Department of Cancer Biology, The University of Texas M.D. Anderson Cancer Center, Houston, TX 77030, USA.
Cancer Cell. 2013 Feb 11;23(2):171-85. doi: 10.1016/j.ccr.2012.12.021. Epub 2013 Jan 31.

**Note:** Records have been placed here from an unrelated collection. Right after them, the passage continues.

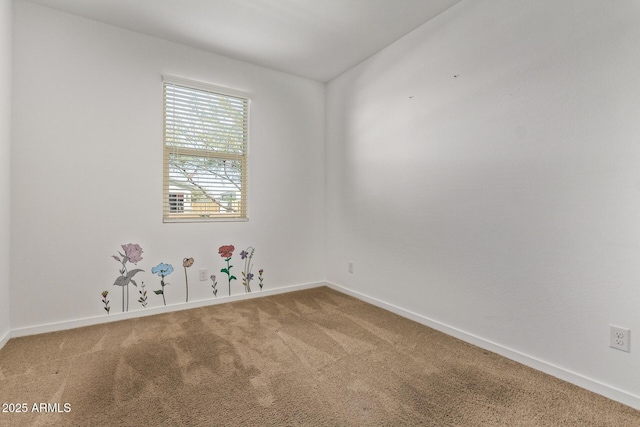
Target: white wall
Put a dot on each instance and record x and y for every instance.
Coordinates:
(5, 164)
(87, 170)
(483, 174)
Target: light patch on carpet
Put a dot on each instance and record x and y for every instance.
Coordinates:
(308, 355)
(350, 344)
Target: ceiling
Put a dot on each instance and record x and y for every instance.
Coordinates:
(316, 39)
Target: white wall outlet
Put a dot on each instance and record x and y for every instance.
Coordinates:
(619, 338)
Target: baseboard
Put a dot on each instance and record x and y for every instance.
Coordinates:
(540, 365)
(78, 323)
(5, 339)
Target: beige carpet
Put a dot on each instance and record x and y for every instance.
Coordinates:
(313, 358)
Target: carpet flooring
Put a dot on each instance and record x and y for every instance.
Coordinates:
(307, 358)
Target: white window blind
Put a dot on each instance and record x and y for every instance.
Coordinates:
(205, 152)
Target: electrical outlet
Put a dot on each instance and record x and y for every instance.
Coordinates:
(619, 338)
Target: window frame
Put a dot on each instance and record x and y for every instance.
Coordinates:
(171, 215)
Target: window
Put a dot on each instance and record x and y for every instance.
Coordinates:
(205, 152)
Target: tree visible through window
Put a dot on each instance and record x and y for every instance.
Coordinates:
(205, 152)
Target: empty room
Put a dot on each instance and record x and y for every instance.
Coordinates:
(332, 212)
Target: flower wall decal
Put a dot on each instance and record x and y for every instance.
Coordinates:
(213, 279)
(162, 270)
(247, 276)
(132, 253)
(227, 252)
(186, 263)
(260, 278)
(143, 295)
(105, 301)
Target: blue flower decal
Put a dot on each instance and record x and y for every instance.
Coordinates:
(162, 269)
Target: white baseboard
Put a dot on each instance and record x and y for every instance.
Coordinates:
(78, 323)
(5, 339)
(540, 365)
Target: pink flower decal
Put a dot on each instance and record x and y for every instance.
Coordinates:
(226, 251)
(133, 251)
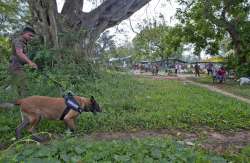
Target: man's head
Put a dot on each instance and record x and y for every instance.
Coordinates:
(94, 106)
(28, 33)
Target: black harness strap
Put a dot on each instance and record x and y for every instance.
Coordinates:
(66, 110)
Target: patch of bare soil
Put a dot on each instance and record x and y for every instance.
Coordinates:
(206, 138)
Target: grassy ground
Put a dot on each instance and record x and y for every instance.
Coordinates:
(134, 104)
(229, 86)
(84, 150)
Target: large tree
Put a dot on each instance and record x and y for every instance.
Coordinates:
(72, 20)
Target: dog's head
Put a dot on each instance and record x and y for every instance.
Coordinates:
(94, 106)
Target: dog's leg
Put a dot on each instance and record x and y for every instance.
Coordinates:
(70, 124)
(24, 124)
(34, 122)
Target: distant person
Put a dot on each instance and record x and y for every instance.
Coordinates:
(176, 68)
(221, 74)
(19, 58)
(197, 70)
(210, 68)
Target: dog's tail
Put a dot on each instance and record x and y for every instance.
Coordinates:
(10, 105)
(18, 102)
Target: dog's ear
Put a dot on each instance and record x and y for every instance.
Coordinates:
(92, 99)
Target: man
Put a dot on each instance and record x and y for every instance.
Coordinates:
(197, 70)
(210, 68)
(19, 58)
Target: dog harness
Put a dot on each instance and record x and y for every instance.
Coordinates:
(71, 103)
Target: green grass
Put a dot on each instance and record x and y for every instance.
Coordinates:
(131, 103)
(83, 150)
(137, 103)
(229, 86)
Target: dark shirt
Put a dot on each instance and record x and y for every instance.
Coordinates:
(16, 62)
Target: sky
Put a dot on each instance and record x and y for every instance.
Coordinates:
(149, 11)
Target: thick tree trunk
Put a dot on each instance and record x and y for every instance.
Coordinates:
(87, 26)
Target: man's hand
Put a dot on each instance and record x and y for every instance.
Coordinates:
(33, 65)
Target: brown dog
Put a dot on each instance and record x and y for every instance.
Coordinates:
(36, 107)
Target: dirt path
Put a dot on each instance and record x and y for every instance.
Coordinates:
(206, 138)
(209, 87)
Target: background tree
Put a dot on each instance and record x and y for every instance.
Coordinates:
(51, 24)
(207, 22)
(159, 42)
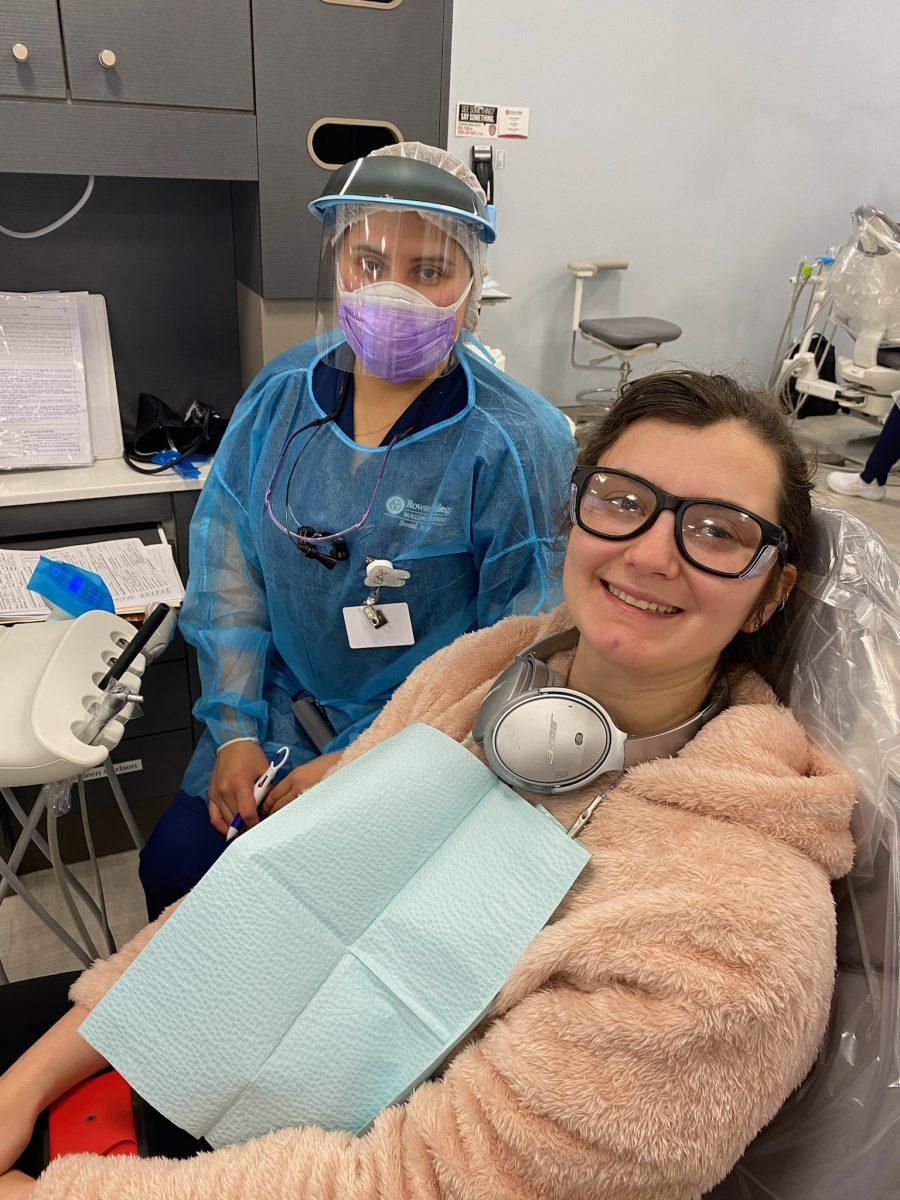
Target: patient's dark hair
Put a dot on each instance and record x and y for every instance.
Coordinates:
(690, 397)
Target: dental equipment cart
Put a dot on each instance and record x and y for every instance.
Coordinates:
(70, 687)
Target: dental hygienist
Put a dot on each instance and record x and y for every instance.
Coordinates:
(379, 491)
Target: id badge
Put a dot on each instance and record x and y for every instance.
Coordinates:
(361, 634)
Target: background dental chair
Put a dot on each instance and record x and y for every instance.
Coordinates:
(838, 1137)
(621, 337)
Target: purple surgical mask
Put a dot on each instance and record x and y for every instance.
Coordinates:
(396, 333)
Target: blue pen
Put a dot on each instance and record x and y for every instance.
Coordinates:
(259, 790)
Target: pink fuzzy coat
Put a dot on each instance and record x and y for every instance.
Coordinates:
(647, 1033)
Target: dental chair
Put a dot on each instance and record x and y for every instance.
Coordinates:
(621, 337)
(838, 1135)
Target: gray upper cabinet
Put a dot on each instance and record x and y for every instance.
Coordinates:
(379, 72)
(191, 53)
(30, 49)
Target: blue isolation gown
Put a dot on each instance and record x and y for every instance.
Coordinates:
(471, 507)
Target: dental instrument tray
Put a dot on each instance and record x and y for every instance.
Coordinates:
(52, 675)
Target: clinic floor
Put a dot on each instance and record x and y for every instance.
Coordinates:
(28, 948)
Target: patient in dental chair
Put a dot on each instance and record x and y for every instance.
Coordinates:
(682, 989)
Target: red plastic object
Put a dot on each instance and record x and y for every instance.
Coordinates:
(94, 1117)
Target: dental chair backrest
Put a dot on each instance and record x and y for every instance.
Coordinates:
(838, 1137)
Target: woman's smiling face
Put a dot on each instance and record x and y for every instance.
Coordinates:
(723, 461)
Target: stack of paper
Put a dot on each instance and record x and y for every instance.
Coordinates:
(59, 405)
(136, 575)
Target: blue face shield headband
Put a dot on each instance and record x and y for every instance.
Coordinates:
(713, 535)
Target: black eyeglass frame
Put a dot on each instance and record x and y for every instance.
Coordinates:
(774, 538)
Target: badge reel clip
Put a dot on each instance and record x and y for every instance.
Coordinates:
(381, 573)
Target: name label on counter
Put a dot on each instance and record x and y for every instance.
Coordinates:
(120, 768)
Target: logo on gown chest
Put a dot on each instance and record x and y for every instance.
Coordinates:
(415, 515)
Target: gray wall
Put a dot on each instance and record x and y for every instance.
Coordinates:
(162, 253)
(712, 144)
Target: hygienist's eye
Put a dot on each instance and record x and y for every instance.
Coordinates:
(431, 274)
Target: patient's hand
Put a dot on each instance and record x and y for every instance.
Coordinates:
(231, 789)
(298, 781)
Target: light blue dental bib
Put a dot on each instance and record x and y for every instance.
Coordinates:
(337, 952)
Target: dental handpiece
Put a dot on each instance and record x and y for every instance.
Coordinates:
(121, 664)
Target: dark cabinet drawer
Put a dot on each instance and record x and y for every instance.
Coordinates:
(191, 53)
(30, 49)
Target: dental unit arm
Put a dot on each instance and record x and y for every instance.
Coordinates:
(856, 288)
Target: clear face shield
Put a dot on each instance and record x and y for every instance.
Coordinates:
(394, 291)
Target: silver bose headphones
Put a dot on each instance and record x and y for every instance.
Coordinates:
(544, 737)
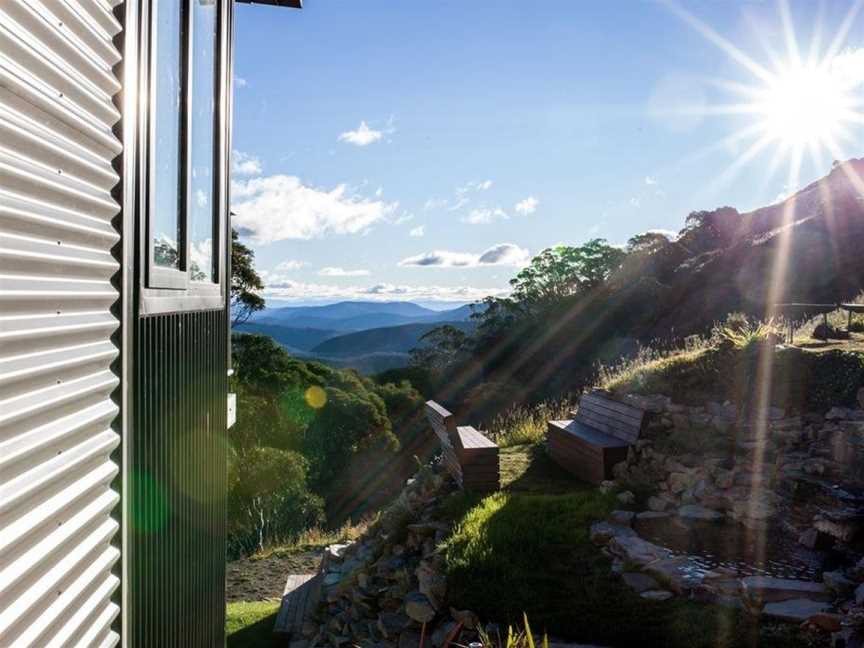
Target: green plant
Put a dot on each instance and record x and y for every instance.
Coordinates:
(522, 424)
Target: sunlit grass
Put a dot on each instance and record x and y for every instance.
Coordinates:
(524, 424)
(316, 538)
(249, 624)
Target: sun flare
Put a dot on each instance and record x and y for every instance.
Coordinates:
(805, 105)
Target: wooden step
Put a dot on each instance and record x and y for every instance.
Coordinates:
(298, 600)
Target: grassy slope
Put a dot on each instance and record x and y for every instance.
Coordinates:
(518, 551)
(249, 624)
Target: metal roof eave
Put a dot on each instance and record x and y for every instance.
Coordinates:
(294, 4)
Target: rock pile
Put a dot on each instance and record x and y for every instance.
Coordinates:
(389, 587)
(801, 474)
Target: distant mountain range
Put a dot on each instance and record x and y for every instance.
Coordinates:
(358, 316)
(368, 336)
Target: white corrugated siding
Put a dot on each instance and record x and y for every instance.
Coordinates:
(56, 206)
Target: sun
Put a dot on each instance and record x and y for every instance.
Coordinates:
(805, 105)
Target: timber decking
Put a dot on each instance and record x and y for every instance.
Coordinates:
(597, 437)
(299, 598)
(469, 457)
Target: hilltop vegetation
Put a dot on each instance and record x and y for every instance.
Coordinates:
(575, 307)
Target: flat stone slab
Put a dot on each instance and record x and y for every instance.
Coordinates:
(793, 610)
(697, 512)
(771, 590)
(298, 599)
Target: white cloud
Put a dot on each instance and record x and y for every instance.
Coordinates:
(279, 207)
(504, 254)
(485, 216)
(527, 206)
(244, 164)
(298, 291)
(341, 272)
(363, 136)
(287, 266)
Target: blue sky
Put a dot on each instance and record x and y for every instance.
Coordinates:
(419, 150)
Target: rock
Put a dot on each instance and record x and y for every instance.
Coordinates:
(392, 623)
(813, 538)
(602, 532)
(639, 582)
(409, 639)
(626, 497)
(793, 610)
(467, 618)
(768, 589)
(652, 515)
(837, 582)
(678, 573)
(419, 608)
(431, 583)
(657, 504)
(635, 550)
(606, 487)
(441, 633)
(623, 518)
(657, 595)
(826, 622)
(697, 512)
(844, 525)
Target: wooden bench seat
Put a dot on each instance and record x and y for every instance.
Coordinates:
(467, 454)
(596, 438)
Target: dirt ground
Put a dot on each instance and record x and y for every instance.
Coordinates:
(262, 578)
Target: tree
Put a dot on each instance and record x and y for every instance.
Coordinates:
(647, 242)
(438, 348)
(245, 282)
(563, 271)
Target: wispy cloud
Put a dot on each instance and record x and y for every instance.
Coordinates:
(287, 266)
(527, 206)
(245, 164)
(341, 272)
(485, 216)
(361, 136)
(504, 254)
(280, 207)
(300, 291)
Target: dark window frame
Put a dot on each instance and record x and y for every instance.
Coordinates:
(165, 289)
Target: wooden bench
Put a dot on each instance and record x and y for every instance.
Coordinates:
(596, 438)
(469, 457)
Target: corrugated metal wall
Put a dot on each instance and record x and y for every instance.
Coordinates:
(58, 554)
(176, 549)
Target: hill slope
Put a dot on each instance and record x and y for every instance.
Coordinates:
(399, 339)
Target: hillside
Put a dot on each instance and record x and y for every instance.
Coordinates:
(293, 338)
(358, 316)
(386, 339)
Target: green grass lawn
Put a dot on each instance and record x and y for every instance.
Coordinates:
(516, 552)
(249, 624)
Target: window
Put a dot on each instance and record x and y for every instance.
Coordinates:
(184, 183)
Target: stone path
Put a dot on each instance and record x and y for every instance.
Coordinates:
(299, 598)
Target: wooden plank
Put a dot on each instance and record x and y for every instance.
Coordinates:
(299, 597)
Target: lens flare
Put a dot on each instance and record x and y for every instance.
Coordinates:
(315, 397)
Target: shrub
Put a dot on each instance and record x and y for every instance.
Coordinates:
(269, 501)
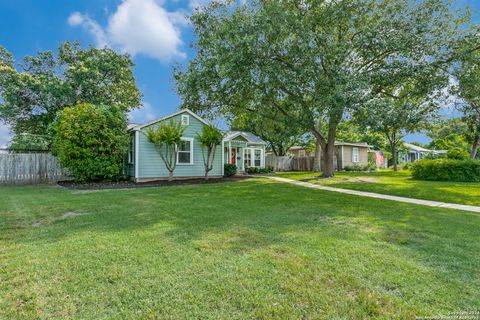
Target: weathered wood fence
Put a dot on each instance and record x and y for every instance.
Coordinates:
(30, 168)
(289, 163)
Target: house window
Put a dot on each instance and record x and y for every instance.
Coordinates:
(355, 155)
(185, 151)
(258, 158)
(247, 158)
(185, 119)
(131, 149)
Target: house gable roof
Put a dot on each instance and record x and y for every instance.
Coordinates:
(415, 148)
(139, 127)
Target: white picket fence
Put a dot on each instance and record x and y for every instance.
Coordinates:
(30, 168)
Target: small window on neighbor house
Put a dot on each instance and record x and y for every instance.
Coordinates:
(185, 151)
(131, 149)
(355, 155)
(185, 119)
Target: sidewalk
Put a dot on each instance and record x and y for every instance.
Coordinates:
(379, 196)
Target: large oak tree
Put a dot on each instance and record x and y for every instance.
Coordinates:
(313, 61)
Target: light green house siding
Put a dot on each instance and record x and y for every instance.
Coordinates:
(150, 165)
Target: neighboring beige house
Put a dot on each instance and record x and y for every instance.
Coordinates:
(346, 154)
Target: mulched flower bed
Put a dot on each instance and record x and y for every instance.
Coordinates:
(126, 184)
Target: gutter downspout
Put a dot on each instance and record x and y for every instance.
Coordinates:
(137, 148)
(223, 158)
(342, 159)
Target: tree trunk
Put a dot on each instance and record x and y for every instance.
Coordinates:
(394, 156)
(328, 167)
(476, 145)
(318, 155)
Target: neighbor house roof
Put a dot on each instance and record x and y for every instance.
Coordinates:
(353, 144)
(138, 127)
(415, 148)
(250, 137)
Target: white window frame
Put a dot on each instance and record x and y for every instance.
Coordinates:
(185, 120)
(191, 153)
(355, 154)
(251, 163)
(131, 149)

We report a paracrine effect whereby endothelial cells (ECs) promote the cancer stem cell (CSC) phenotype of human colorectal cancer (CRC) cells. We showed that, without direct cell-cell contact, ECs secrete factors that promoted the CSC phenotype in CRC cells via Notch activation. In human CRC specimens, CD133 and Notch intracellular domain-positive CRC cells colocalized in perivascular regions. An EC-derived, soluble form of Jagged-1, via ADAM17 proteolytic activity, led to Notch activation in CRC cells in a paracrine manner; these effects were blocked by immunodepletion of Jagged-1 in EC-conditioned medium or blockade of ADAM17 activity. Collectively, ECs play an active role in promoting Notch signaling and the CSC phenotype by secreting soluble Jagged-1.
我们报告了一种旁分泌效应,即内皮细胞(ECs)促进人结直肠癌(CRC)细胞的癌症干细胞(CSC)表型。我们表明,在没有直接细胞-细胞接触的情况下,ECs 通过 Notch 激活分泌促进 CRC 细胞 CSC 表型的因子。在人 CRC 标本中,CD133 和 Notch 细胞内结构域阳性的 CRC 细胞在血管周围区域共定位。EC 衍生的、可溶性形式的 Jagged-1 通过 ADAM17 蛋白水解活性,以旁分泌的方式导致 CRC 细胞中的 Notch 激活;这些作用可以通过免疫耗尽 EC 条件培养基中的 Jagged-1 或阻断 ADAM17 活性来阻断。总之,ECs 通过分泌可溶性 Jagged-1 积极促进 Notch 信号和 CSC 表型。